Una delle loro possibili applicazioni è la somministrazione guidata del farmaco. Una volta “agganciato” il farmaco, le nanoparticelle possono essere guidate verso la zona colpita da tumore e, giunte nel punto desiderato, rilasciare il loro carico solo dove necessario. In questo modo il farmaco può agire in maniera puntuale senza recare danni ai tessuti sani circostanti.
Non solo. Per le nanoparticelle è in fase di studio un’altra importante applicazione biomedica: la distruzione di un tumore localizzato attraverso l’ipertermia. Le cellule cancerogene possono infatti essere soppresse innalzando la loro temperatura a 42.5ºC e mantenendola tale per più di 30 minuti. Guidati fino all’esatto punto in cui si trova il tumore, i nano magneti possono agganciare le cellule tumorali e, sotto l’azione di un campo magnetico variabile di intensità opportuna, essere costretti ad oscillare liberando calore fino al raggiungimento della temperatura critica per la sopravvivenza delle cellule tumorali. Il fenomeno descritto è lo stesso che caratterizza il principio di funzionamento del forno a microonde.
Allo stato attuale il gruppo di ricerca si dedica alla preparazione delle nanoparticelle ovvero si occupa di sintetizzarle, di caratterizzarle valutando le loro proprietà strutturali e magnetiche, e di inglobarle nei liposomi, microsfere cave formate da uno o più doppi strati lipidici, ottenendo quelli che vengono chiamati magneto-liposomi. I liposomi infatti sono considerati un ottimo strumento di somministrazione di farmaci grazie alla loro qualità di essere assorbibili da ogni cellula e di rilasciare il loro contenuto lentamente.
Nell’analisi delle nanoparticelle viene prestata una particolare attenzione alle loro dimensioni. I nano magneti devono essere di circa 20 nanometri. Se le dimensioni sono maggiori potrebbero ostruire i vasi; se le dimensioni sono inferiori potrebbero venire fagocitati dai macrofagi, cellule tissutali la cui funzione principale è la fagocitosi cioè la capacità di inglobare particelle estranee e di distruggerle.
I nanomagneti possono essere di ossido di ferro oppure di ferrite di cobalto. La ferrite di cobalto ha il vantaggio di poter essere guidate in modo più efficace dal campo magnetico perche le sue proprietà magnetiche dipendono fortemente dalla direzione lungo la quale vengono considerate (anisotropia magnetica). Al contrario delle nanoparticelle di ossido di ferro, quelle in ferrite di cobalto necessitano però di essere rivestite, in genere con silice, per eliminare gli effetti tossici e di essere funzionalizzate.

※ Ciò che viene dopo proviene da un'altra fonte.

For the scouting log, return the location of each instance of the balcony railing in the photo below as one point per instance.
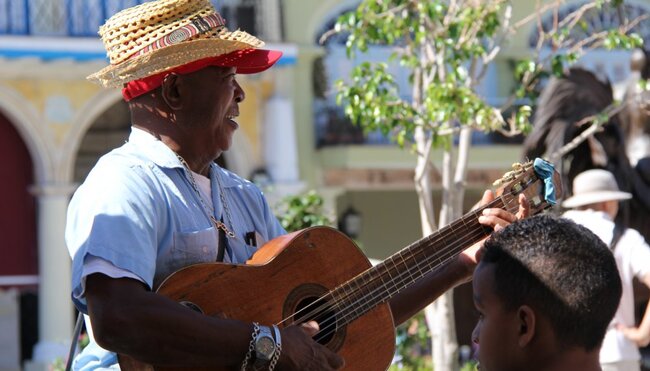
(82, 18)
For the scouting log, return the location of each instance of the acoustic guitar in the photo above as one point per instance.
(320, 274)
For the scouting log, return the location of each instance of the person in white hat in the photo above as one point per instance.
(159, 203)
(595, 204)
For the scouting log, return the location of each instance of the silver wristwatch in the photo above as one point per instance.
(265, 346)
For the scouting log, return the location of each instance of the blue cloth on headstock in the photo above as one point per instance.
(544, 171)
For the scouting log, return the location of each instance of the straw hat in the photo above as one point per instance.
(593, 186)
(160, 35)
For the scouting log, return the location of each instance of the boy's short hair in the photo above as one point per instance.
(560, 269)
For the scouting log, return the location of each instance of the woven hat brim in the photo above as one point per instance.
(594, 197)
(167, 58)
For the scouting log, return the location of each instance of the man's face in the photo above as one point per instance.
(496, 331)
(214, 106)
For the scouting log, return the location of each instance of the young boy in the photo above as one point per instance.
(546, 290)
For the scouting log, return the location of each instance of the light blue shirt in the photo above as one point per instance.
(138, 210)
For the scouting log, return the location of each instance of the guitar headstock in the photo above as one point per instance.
(533, 179)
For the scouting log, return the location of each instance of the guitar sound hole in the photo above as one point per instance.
(303, 304)
(192, 306)
(316, 309)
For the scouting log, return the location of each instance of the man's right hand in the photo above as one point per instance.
(301, 352)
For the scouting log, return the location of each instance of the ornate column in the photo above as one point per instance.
(55, 309)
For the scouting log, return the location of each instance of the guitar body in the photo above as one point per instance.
(285, 275)
(290, 272)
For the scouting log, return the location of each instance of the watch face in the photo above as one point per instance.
(265, 346)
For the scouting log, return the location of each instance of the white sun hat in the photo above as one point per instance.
(593, 186)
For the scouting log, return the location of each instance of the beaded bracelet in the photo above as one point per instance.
(251, 346)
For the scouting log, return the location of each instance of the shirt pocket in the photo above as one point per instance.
(194, 247)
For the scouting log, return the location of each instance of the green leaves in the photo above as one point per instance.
(434, 42)
(616, 39)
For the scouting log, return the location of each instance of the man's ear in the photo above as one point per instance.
(170, 91)
(527, 321)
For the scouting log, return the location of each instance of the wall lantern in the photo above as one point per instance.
(350, 222)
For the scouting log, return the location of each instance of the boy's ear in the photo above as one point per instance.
(526, 317)
(170, 91)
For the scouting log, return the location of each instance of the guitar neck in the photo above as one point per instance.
(383, 281)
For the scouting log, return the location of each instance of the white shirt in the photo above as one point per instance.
(632, 256)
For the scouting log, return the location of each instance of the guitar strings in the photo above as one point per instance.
(443, 256)
(436, 256)
(448, 254)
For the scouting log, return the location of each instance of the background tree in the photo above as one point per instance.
(301, 211)
(447, 45)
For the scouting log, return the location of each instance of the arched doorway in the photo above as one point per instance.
(19, 251)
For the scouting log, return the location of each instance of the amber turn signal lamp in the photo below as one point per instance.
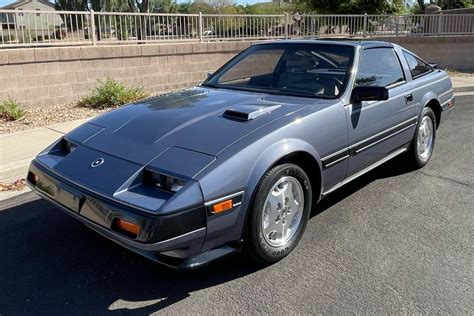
(222, 206)
(130, 228)
(32, 178)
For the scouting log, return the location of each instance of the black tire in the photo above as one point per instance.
(416, 160)
(255, 245)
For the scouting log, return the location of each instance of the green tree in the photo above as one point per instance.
(451, 4)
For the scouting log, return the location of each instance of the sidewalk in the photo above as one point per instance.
(18, 149)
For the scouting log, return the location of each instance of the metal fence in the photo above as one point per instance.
(53, 28)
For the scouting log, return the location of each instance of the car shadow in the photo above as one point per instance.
(51, 264)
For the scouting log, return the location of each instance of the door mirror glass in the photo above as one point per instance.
(369, 93)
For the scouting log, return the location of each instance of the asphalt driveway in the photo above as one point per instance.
(392, 241)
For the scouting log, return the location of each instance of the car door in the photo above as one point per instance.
(377, 128)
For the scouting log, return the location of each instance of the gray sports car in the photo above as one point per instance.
(238, 162)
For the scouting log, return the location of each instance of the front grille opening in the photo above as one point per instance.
(126, 228)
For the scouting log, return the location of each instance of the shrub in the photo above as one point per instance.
(10, 110)
(110, 93)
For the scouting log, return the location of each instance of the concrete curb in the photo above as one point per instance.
(464, 89)
(23, 146)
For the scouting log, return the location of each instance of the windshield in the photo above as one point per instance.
(314, 70)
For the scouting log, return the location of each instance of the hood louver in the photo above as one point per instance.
(249, 112)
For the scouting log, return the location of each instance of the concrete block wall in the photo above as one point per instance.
(59, 75)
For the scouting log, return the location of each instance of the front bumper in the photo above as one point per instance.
(172, 239)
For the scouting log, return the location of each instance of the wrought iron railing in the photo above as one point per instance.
(24, 28)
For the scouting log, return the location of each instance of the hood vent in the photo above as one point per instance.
(247, 112)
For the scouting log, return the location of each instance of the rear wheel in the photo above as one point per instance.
(279, 214)
(424, 139)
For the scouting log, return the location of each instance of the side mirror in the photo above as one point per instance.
(369, 93)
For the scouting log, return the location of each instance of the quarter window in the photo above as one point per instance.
(379, 67)
(417, 66)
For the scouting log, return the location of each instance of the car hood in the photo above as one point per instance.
(192, 119)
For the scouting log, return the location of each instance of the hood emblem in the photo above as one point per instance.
(97, 162)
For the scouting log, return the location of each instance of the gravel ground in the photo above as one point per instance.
(46, 115)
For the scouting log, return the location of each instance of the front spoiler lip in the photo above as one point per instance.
(161, 246)
(152, 251)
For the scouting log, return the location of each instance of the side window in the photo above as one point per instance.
(255, 65)
(417, 66)
(379, 67)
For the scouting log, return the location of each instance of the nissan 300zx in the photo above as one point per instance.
(238, 162)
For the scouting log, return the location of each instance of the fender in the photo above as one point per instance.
(232, 223)
(276, 152)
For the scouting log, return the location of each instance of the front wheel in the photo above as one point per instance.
(424, 139)
(280, 211)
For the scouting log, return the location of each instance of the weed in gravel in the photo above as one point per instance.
(10, 110)
(111, 93)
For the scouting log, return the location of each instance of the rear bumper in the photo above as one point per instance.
(167, 239)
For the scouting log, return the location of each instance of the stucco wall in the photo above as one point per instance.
(60, 75)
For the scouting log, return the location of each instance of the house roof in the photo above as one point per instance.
(17, 4)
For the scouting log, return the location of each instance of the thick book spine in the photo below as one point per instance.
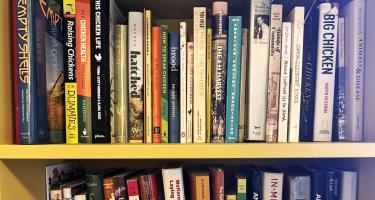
(354, 13)
(136, 91)
(189, 95)
(156, 84)
(200, 75)
(183, 86)
(243, 80)
(325, 76)
(274, 73)
(284, 83)
(219, 71)
(121, 84)
(233, 79)
(164, 83)
(70, 67)
(296, 16)
(174, 88)
(148, 77)
(83, 49)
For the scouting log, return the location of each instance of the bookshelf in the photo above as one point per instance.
(22, 167)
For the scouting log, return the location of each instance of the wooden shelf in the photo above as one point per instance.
(188, 151)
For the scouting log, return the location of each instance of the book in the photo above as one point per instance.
(325, 76)
(121, 84)
(183, 86)
(284, 83)
(136, 85)
(274, 66)
(233, 79)
(219, 71)
(83, 60)
(174, 88)
(296, 16)
(70, 68)
(354, 13)
(243, 80)
(164, 82)
(156, 84)
(148, 76)
(200, 75)
(189, 95)
(258, 68)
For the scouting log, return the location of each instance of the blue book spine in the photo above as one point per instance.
(174, 88)
(233, 78)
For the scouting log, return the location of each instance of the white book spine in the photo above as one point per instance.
(297, 18)
(272, 186)
(200, 73)
(284, 82)
(173, 184)
(258, 68)
(325, 75)
(183, 86)
(189, 96)
(354, 13)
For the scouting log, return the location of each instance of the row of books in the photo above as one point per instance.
(212, 182)
(86, 77)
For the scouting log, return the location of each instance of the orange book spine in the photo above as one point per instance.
(156, 84)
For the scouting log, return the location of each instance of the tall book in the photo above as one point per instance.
(156, 84)
(325, 76)
(121, 84)
(164, 83)
(354, 13)
(200, 75)
(136, 89)
(219, 71)
(233, 79)
(284, 82)
(258, 68)
(183, 79)
(189, 95)
(274, 66)
(83, 59)
(296, 16)
(147, 76)
(174, 88)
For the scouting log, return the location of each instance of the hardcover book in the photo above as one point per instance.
(219, 71)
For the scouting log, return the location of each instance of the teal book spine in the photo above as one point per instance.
(233, 78)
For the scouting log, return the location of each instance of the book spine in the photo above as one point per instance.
(354, 13)
(83, 58)
(297, 18)
(190, 88)
(309, 74)
(156, 84)
(148, 77)
(325, 78)
(24, 72)
(200, 75)
(338, 130)
(258, 68)
(71, 111)
(164, 83)
(208, 83)
(136, 92)
(233, 79)
(183, 113)
(274, 73)
(174, 88)
(243, 80)
(120, 85)
(284, 83)
(219, 71)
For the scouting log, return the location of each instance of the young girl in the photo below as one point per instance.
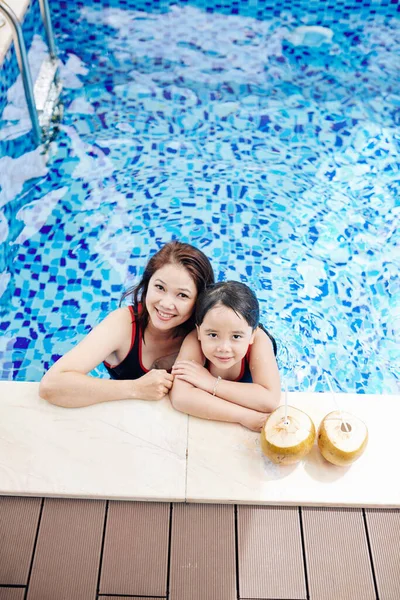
(131, 341)
(226, 369)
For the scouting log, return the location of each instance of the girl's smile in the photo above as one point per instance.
(224, 336)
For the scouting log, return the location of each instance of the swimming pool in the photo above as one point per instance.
(265, 134)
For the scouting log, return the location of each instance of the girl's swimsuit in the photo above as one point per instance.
(131, 367)
(245, 375)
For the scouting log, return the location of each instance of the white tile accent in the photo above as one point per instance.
(137, 450)
(225, 462)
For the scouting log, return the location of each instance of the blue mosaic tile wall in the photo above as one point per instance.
(272, 148)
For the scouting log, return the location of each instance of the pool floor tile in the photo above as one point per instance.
(203, 564)
(19, 519)
(384, 535)
(337, 554)
(269, 539)
(136, 549)
(12, 593)
(67, 557)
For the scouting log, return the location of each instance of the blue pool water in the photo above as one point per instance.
(272, 143)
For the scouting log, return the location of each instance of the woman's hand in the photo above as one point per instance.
(153, 386)
(194, 373)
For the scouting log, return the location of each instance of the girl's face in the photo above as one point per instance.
(170, 297)
(224, 337)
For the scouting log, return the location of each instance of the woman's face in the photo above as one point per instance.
(224, 337)
(171, 297)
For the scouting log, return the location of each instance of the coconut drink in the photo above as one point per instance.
(342, 438)
(287, 436)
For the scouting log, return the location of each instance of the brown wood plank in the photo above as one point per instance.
(135, 557)
(203, 552)
(337, 554)
(12, 593)
(384, 535)
(68, 549)
(270, 553)
(18, 524)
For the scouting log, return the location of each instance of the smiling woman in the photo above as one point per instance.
(137, 343)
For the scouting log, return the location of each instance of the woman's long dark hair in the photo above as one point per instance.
(175, 253)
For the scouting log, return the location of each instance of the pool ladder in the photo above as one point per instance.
(41, 99)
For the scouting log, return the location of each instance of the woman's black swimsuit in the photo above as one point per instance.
(131, 367)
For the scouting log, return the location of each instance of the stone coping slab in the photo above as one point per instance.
(127, 450)
(19, 7)
(136, 450)
(225, 462)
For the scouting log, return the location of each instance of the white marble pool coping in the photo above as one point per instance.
(136, 450)
(19, 7)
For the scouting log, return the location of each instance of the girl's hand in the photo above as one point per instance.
(254, 420)
(194, 373)
(154, 385)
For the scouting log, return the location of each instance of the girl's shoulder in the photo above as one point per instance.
(263, 341)
(191, 349)
(266, 338)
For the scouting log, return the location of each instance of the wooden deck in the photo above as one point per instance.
(56, 549)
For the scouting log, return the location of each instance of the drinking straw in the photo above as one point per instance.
(335, 401)
(286, 422)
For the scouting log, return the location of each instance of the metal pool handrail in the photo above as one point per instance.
(23, 59)
(23, 67)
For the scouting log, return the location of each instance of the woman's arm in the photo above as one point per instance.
(197, 402)
(67, 384)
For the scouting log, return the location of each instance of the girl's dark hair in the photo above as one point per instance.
(232, 294)
(175, 253)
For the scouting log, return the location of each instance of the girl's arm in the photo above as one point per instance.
(197, 402)
(67, 384)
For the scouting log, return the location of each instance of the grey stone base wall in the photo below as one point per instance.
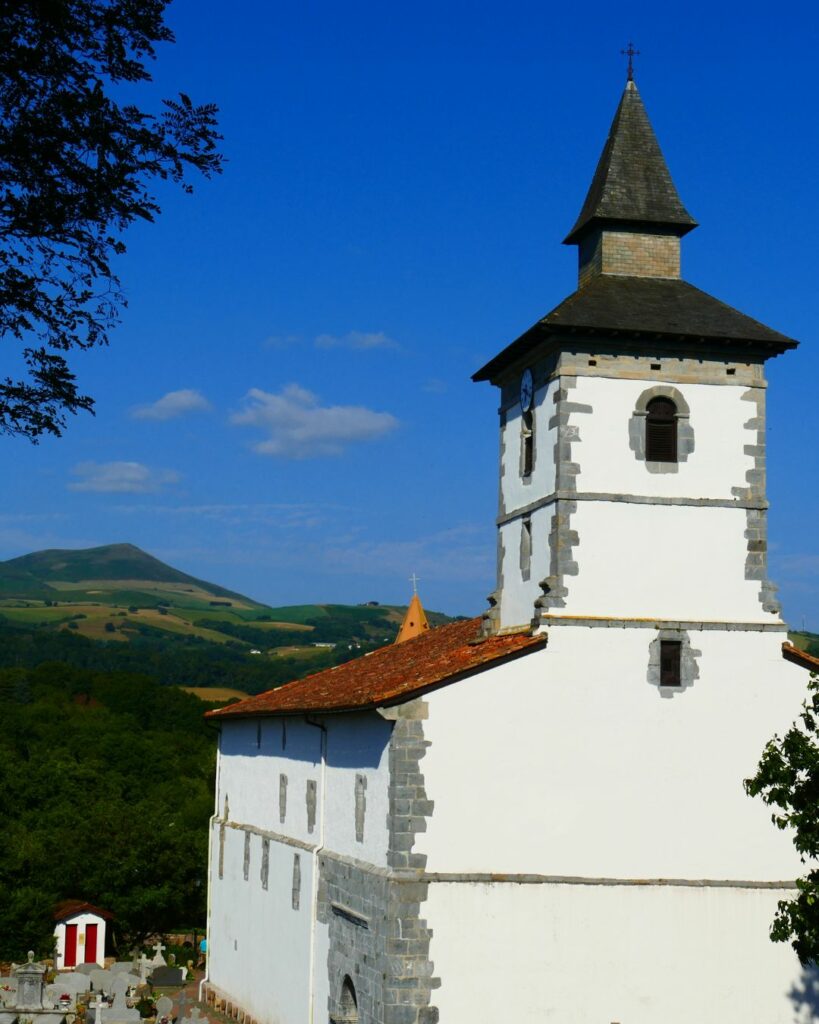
(378, 940)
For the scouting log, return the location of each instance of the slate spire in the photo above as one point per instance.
(632, 185)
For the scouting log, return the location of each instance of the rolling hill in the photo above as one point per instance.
(120, 596)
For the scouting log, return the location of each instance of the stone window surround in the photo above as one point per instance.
(689, 667)
(637, 428)
(528, 435)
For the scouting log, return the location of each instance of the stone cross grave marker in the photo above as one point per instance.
(144, 964)
(120, 1012)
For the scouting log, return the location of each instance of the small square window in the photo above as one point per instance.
(671, 663)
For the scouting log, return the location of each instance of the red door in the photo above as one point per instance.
(90, 943)
(70, 960)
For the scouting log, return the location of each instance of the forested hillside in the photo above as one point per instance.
(106, 790)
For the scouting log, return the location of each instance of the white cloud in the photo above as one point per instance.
(120, 477)
(356, 339)
(300, 428)
(172, 404)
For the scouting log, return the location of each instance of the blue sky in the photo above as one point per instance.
(287, 408)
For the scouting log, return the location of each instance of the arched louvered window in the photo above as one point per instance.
(661, 430)
(527, 440)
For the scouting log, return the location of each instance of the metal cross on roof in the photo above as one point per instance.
(631, 53)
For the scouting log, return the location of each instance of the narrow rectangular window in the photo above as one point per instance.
(525, 548)
(265, 871)
(283, 798)
(671, 663)
(296, 888)
(360, 807)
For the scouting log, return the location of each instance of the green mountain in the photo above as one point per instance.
(56, 570)
(117, 607)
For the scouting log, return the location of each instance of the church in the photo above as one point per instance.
(539, 814)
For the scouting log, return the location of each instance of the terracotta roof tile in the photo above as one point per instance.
(70, 907)
(390, 675)
(801, 657)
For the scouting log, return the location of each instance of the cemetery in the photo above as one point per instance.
(146, 988)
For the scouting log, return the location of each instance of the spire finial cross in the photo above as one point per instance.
(631, 53)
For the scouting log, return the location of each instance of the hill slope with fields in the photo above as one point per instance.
(140, 614)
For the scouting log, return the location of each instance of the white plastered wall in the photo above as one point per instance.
(249, 775)
(515, 492)
(81, 921)
(718, 417)
(594, 954)
(569, 762)
(661, 561)
(517, 597)
(259, 945)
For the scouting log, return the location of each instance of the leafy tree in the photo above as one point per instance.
(78, 165)
(787, 779)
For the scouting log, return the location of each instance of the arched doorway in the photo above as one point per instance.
(348, 1005)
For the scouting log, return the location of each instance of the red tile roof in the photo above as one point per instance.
(390, 675)
(801, 657)
(70, 907)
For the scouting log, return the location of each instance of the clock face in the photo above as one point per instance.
(526, 390)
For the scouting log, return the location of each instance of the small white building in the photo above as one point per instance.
(540, 815)
(80, 933)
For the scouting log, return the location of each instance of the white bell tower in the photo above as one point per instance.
(633, 425)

Una volta compiuta la loro missione, i nanomagneti possono essere lasciati all’interno del corpo umano cosi da essere “mangiati” dal sistema dei macrofagi, se sono di ossido di ferro; si devono invece accompagnare verso l’uscita, se sono di ferrite di cobalto.
Gli sviluppi futuri di questa ricerca richiedono uno studio multidisciplinare che prevede per ora una collaborazione con gruppi di ricerca di Dipartimenti di Farmacia e Medicina. Una volta valutata la tossicità nelle cellule si pensa infatti di passare alla sperimentazione in vitro e in vivo sui ratti.